• Gordon Clarke v. Environmental Health Officer

    Decision Date:
    1998-02-10
    File Numbers:
    Decision Numbers:
    97-HEA-32
    Third Party:
    David Ullman, Third Party
    Disposition:
    PANEL UPHOLDS THE EHO’S DECISION TO REFUSE TO ISSUE A PERMIT, APPEAL DISMISSED

    Summary

    Decision Date: February 10, 1998

    Panel: Toby Vigod

    Keywords: Sewage Disposal Regulation – Schedule 2, s. 18(d); absorption field; cistern; well; domestic water supply; award of costs.

    Mr. Clarke appealed the decision of the Environmental Health Officer to refuse to issue a permit for a sewage disposal system for a waterfront property near Campbell River, B.C. The EHO found that a cistern located on a neighbouring property also functioned as a well and as a source of domestic water, and that the proposed site of the absorption field for the Appellant’s property was, at a distance of 50 feet, too close to the cistern. The Appellant submitted that the 100-foot minimum distance required by the Regulation should not have applied. He argued that the cistern was not a well or a “source of domestic water” itself, but rather a reservoir for water from the true source, a creek located about 300 feet from the proposed absorption field.

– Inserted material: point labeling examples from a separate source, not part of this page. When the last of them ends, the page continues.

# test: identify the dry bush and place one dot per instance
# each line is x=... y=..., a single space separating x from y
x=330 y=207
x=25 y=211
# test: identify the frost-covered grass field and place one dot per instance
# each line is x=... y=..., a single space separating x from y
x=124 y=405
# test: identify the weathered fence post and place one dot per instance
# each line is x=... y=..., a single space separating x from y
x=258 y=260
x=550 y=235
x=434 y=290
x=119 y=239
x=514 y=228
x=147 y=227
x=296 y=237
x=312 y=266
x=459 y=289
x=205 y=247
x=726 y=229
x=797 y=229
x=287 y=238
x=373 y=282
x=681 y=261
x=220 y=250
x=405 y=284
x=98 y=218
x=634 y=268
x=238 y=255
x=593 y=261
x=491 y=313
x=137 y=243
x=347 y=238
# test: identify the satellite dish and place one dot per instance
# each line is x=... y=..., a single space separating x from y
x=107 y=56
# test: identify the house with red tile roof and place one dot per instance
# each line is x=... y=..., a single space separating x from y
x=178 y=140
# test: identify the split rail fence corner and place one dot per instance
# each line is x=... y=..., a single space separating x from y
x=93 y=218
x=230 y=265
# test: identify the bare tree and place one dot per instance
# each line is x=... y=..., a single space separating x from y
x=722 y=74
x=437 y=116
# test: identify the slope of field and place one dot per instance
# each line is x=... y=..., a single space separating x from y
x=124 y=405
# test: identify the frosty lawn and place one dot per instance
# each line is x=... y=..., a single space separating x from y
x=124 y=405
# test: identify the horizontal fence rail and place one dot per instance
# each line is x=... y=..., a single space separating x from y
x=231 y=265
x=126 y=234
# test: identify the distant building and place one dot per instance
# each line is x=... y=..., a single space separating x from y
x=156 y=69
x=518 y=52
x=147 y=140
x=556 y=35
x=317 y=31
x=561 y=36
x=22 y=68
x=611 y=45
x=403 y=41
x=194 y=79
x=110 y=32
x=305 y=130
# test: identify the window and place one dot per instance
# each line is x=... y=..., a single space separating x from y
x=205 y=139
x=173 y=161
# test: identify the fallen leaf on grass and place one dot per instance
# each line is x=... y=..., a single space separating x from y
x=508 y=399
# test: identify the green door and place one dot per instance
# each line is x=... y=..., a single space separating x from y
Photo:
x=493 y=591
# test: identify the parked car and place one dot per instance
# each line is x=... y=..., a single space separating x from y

    The Board found that the cistern did operate like a shallow well in that water infiltrated from the sub-surface into the cistern. The fact that the “primary” source of water may have been the creek did not detract from the fact that water was also entering the cistern from the sub-surface and that it provided water when the creek was dry in the summer. There was therefore a real concern that effluent from a septic field at the proposed location could contaminate the water in the cistern and thereby have a negative impact on public health. The appeal was dismissed.